Boosting home ownership

The Opposition scoffed when, during the campaign, the PPP declared it would be delivering 50,000 house lots during the next five years, were it to get into office. In its previous iterations, the housing sector was one of its glowing successes, and it was not coincidental that much of that success occurred under the watch of Irfaan Ali who was then the Minister of Housing. With him becoming President on Aug 2, 2020, the promise was almost guaranteed, since he knows exactly what needs to be done.
And now, nine months later, we can see from the trajectory of house lots’ allocation that the goal is well within sight, with 3600 lots allocated between Aug 2 and Dec 31, 2020 – 600 more than had been projected. This compares with the 7089 lots allocated over the five years the APNU/AFC coalition was in office. However, the Government is not stopping at house lots, but has set its sights on their owners becoming home owners. It has done this by encouraging easier access to loans with lower interest rates, increasing the number of institutions granting mortgages with the authorisation of the Bank of Baroda to enter the mortgage market, and reducing taxes on construction and building materials.
The NBS has been persuaded to grant loans of up to $6 million with an interest rate of four per cent; $6-12 million @ 5.9 per cent, and $12-15 million @ 6.25 per cent. This is against a background of Minister of Finance, Dr Ashni Singh, introducing the Income Tax Mortgage Interest Relief back in 2013. Any individual taking out a mortgage of up to $30 million for the purchase of a home would be able to deduct the interest paid on the mortgage from their taxable income. Immediately, homeowners will benefit significantly. Since, in the early mortgage, most of the payments are applied to interest on the mortgage, these payments would now act to raise the “non-taxable” income of the homeowner from the present $720,000 by the total interest paid for the year.
But the benefits from the Government’s overall facilitation of housing for the entire population go far beyond the tax exemption etc. One of these is that a mortgage is a form of long-term forced savings. Many persons have great difficulty in saving directly from their pay checks or wages, which is not just a problem for the individual, but for the nation. Developing countries need savings to make investments, and when individuals take out mortgages, the banks can count on a steady income stream, which can be invested. For the home owners, rather than paying rentals, they accumulate increasing equity in their houses; which, historically, has always tended to go upwards.
Home ownership also has immediate spinoff benefits for the rest of the economy, as owners seek to furnish and constantly upgrade their properties. Businesses that cater to this trade typically employ a large number of unskilled persons as well as give a boost to local manufacturers of furniture and other household goods. The NDCs can now collect rates and taxes to provide various services to the area.
But just as important are the social benefits that give families a sense of stability and security.

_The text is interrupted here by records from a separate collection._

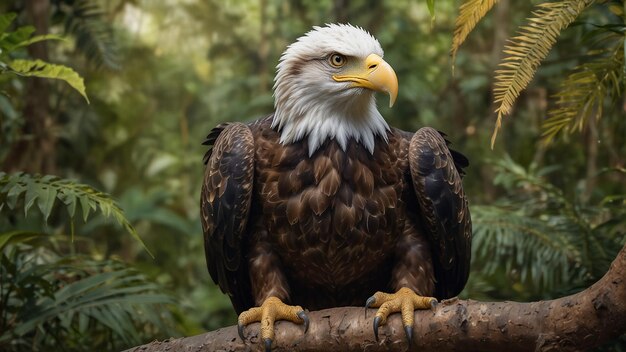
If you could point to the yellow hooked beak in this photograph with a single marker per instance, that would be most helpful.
(376, 75)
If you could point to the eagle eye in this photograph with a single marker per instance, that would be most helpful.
(337, 60)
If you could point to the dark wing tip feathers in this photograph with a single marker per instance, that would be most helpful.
(443, 206)
(210, 140)
(226, 199)
(460, 160)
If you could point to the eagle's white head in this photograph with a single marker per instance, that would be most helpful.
(324, 88)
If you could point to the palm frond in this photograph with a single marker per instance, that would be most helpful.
(526, 51)
(583, 93)
(470, 13)
(46, 191)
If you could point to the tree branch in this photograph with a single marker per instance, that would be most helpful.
(573, 323)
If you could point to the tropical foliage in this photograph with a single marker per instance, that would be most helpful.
(160, 74)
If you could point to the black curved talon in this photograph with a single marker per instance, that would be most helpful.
(302, 315)
(376, 322)
(268, 345)
(240, 331)
(408, 330)
(370, 301)
(433, 303)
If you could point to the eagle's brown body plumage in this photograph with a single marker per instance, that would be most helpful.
(332, 228)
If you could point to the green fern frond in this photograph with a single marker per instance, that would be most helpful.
(583, 93)
(506, 237)
(470, 13)
(45, 191)
(527, 50)
(68, 298)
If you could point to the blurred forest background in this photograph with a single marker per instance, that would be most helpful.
(82, 179)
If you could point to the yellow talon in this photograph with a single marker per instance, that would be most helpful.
(271, 310)
(404, 301)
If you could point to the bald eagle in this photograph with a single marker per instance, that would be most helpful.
(323, 204)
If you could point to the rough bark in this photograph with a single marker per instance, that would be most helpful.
(573, 323)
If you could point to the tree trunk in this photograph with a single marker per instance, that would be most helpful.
(573, 323)
(34, 152)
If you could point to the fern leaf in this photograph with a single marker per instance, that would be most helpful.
(38, 68)
(470, 13)
(584, 91)
(526, 51)
(46, 190)
(87, 21)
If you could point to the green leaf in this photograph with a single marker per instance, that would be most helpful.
(46, 199)
(6, 20)
(431, 8)
(39, 68)
(39, 38)
(17, 236)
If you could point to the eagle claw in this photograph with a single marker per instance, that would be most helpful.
(408, 330)
(404, 301)
(240, 331)
(268, 344)
(376, 323)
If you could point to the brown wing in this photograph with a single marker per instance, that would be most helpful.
(436, 174)
(225, 203)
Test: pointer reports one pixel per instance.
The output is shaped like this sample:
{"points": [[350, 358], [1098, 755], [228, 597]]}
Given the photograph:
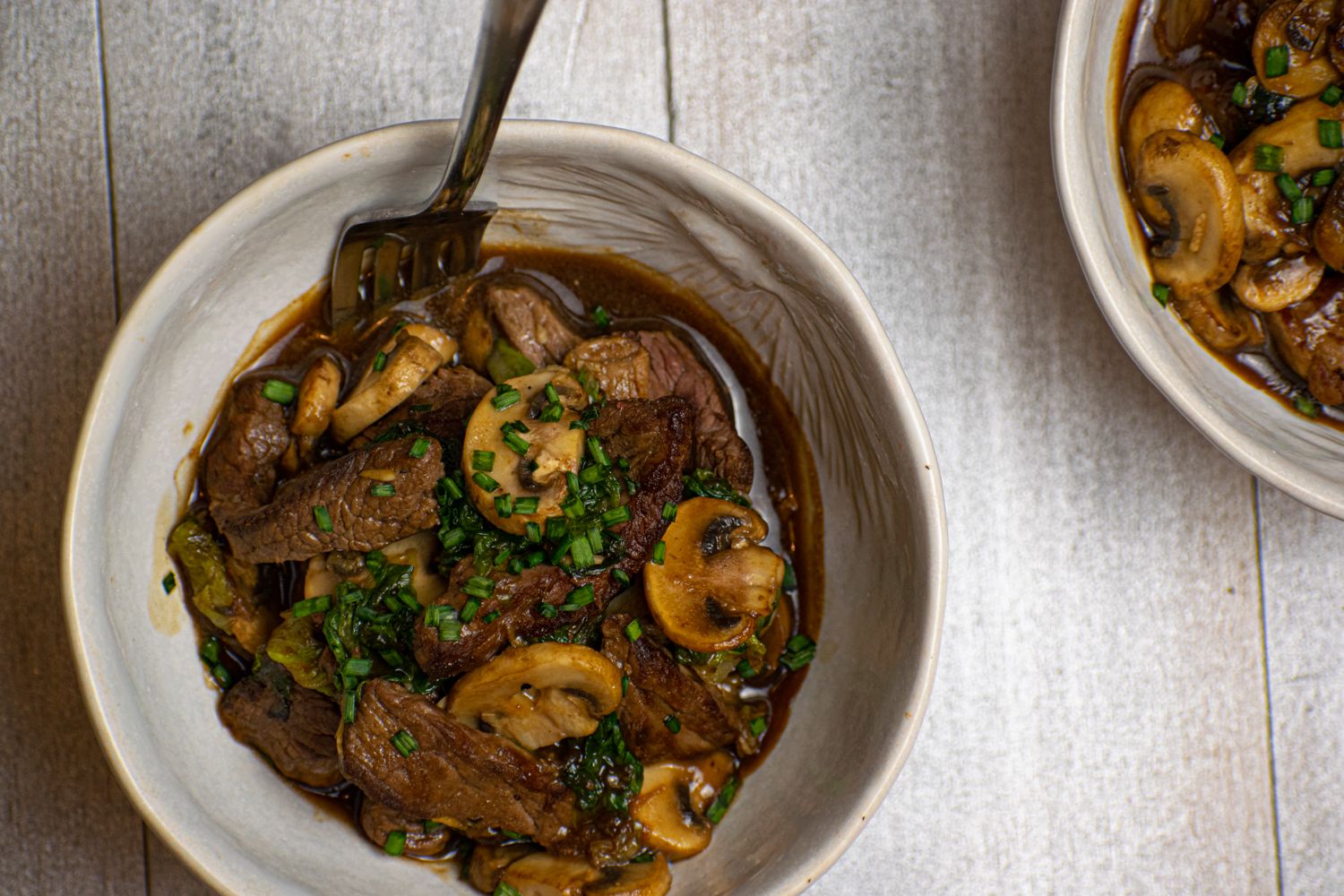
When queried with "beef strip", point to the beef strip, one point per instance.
{"points": [[441, 406], [289, 724], [378, 821], [288, 530], [241, 462], [481, 782], [655, 437], [675, 370], [660, 686]]}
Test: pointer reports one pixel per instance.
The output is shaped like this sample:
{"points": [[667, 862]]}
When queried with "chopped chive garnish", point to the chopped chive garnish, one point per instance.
{"points": [[1288, 187], [1303, 210], [1276, 61], [1328, 129], [516, 443], [279, 392], [507, 400], [311, 606], [1269, 158]]}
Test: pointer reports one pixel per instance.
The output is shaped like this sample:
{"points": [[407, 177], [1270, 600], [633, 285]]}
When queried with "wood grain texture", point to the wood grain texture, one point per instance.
{"points": [[69, 828], [1304, 624], [203, 99], [1098, 720]]}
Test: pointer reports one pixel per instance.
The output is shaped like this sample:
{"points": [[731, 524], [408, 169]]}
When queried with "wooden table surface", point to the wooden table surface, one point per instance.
{"points": [[1142, 685]]}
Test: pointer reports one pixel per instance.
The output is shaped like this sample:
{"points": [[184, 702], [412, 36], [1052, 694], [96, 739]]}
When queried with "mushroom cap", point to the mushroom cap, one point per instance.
{"points": [[1301, 27], [409, 365], [672, 802], [1168, 105], [1193, 182], [1268, 228], [715, 579], [538, 694], [547, 874], [553, 446], [1279, 282]]}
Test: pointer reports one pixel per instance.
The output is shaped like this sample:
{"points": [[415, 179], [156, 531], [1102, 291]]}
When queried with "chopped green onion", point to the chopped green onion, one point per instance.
{"points": [[1303, 210], [1288, 187], [311, 606], [279, 392], [1328, 131], [1269, 158], [1276, 61]]}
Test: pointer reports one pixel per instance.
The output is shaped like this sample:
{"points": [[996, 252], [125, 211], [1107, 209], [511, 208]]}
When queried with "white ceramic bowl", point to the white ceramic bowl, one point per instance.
{"points": [[1276, 444], [223, 809]]}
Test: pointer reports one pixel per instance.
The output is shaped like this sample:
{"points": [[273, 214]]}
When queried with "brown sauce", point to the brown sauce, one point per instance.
{"points": [[787, 492], [1211, 69]]}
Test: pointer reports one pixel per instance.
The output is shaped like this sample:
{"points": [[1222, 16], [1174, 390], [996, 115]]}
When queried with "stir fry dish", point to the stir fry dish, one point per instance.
{"points": [[1231, 142], [499, 573]]}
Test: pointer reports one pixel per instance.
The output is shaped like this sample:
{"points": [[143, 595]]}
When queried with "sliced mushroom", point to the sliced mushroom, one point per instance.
{"points": [[715, 579], [550, 447], [1328, 231], [409, 365], [1222, 325], [1269, 230], [1279, 282], [547, 874], [1301, 27], [672, 802], [1193, 182], [539, 694]]}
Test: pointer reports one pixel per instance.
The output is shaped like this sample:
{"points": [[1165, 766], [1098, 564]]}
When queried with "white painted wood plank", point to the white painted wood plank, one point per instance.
{"points": [[67, 826], [204, 97], [1098, 721], [1304, 614]]}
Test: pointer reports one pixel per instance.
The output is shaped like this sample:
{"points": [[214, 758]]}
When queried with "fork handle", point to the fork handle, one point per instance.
{"points": [[505, 30]]}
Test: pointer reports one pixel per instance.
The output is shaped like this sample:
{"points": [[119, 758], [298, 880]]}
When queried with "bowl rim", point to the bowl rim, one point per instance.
{"points": [[1074, 185], [109, 392]]}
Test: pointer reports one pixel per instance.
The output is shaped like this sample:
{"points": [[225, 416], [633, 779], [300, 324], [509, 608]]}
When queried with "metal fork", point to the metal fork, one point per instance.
{"points": [[390, 254]]}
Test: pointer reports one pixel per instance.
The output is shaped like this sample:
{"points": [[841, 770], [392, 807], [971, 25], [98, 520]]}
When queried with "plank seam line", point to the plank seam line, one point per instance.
{"points": [[1269, 702], [107, 156], [667, 72]]}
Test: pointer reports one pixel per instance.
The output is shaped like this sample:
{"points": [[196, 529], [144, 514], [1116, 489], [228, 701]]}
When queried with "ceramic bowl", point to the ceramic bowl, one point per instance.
{"points": [[1254, 429], [217, 802]]}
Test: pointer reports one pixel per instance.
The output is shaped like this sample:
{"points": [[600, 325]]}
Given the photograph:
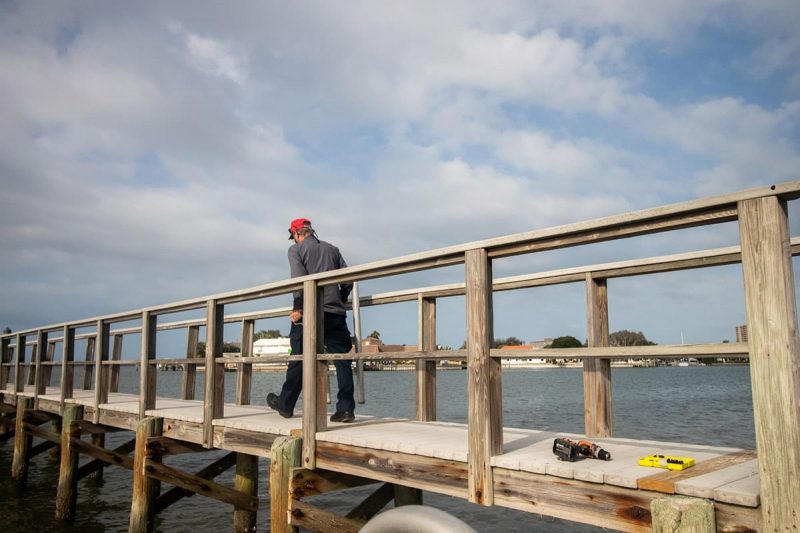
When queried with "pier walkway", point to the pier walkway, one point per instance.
{"points": [[481, 461]]}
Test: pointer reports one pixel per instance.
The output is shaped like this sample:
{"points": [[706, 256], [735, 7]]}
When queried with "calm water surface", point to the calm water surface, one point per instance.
{"points": [[700, 405]]}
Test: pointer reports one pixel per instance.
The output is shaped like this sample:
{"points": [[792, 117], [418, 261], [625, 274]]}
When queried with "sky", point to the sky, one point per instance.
{"points": [[155, 151]]}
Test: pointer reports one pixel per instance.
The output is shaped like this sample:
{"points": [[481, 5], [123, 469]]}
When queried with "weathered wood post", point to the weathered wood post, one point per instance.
{"points": [[285, 455], [147, 372], [672, 514], [314, 372], [190, 370], [246, 481], [484, 391], [360, 394], [39, 384], [5, 357], [101, 370], [214, 396], [19, 370], [22, 443], [55, 427], [116, 355], [774, 356], [50, 356], [31, 379], [99, 440], [426, 370], [67, 492], [244, 374], [67, 369], [145, 488], [598, 410], [88, 368]]}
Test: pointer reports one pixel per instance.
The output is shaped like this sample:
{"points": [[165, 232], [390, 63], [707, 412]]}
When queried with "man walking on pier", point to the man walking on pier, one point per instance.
{"points": [[309, 255]]}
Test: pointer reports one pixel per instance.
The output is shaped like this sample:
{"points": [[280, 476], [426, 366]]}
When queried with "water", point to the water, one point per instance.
{"points": [[701, 405]]}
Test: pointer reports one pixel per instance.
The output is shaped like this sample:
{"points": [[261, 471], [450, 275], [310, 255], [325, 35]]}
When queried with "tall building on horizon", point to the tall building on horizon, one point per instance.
{"points": [[741, 333]]}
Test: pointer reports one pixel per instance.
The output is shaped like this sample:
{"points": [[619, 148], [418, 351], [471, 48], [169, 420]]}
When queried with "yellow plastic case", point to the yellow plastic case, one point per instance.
{"points": [[670, 462]]}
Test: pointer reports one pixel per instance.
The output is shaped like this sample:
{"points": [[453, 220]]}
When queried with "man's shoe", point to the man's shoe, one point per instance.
{"points": [[343, 416], [272, 401]]}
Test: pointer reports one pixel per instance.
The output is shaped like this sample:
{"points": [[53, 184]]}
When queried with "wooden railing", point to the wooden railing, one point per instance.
{"points": [[765, 252]]}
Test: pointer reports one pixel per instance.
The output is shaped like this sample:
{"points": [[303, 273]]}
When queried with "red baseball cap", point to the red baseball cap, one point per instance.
{"points": [[297, 224]]}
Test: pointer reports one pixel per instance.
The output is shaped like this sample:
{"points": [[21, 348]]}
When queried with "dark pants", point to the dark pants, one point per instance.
{"points": [[337, 340]]}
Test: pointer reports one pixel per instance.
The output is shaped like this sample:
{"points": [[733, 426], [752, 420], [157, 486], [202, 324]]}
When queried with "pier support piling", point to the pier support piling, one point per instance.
{"points": [[771, 307], [145, 488], [246, 481], [286, 453], [99, 440], [677, 513], [22, 443], [67, 492]]}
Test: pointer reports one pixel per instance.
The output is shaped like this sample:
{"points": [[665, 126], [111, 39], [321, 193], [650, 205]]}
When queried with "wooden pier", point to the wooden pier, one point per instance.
{"points": [[481, 461]]}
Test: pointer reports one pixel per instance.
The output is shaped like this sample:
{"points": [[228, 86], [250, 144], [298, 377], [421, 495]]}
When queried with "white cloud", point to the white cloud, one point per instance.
{"points": [[215, 58]]}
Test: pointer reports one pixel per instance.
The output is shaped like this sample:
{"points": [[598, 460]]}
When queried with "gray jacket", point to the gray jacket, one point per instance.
{"points": [[312, 256]]}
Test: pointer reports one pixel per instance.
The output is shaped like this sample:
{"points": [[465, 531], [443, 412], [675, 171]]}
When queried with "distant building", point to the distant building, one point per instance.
{"points": [[373, 345], [278, 346], [741, 333], [542, 343], [526, 360]]}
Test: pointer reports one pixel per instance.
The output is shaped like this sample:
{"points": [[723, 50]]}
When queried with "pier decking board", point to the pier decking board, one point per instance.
{"points": [[254, 427]]}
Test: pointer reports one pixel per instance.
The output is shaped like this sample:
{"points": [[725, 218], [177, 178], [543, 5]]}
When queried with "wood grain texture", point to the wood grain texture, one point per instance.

The moment someone owns a home, the family acquires pride in home ownership, and typically sees itself as having a stake in the community. This leads to the development of social capital in the form of trust between residents. If countries do not have this kind of social capital, it is almost impossible for them to mobilise their citizens for the sacrifices a sustainable developmental thrust demand.
It is this lack of social capital which exists in inner city ghettoes that leads to the multitude of crimes and other degradations committed by residents who typically rent the hovels they live in.
The success of a developing country depends on the development of a growing middle class. And there can be no middle class unless they are facilitated to own their own homes.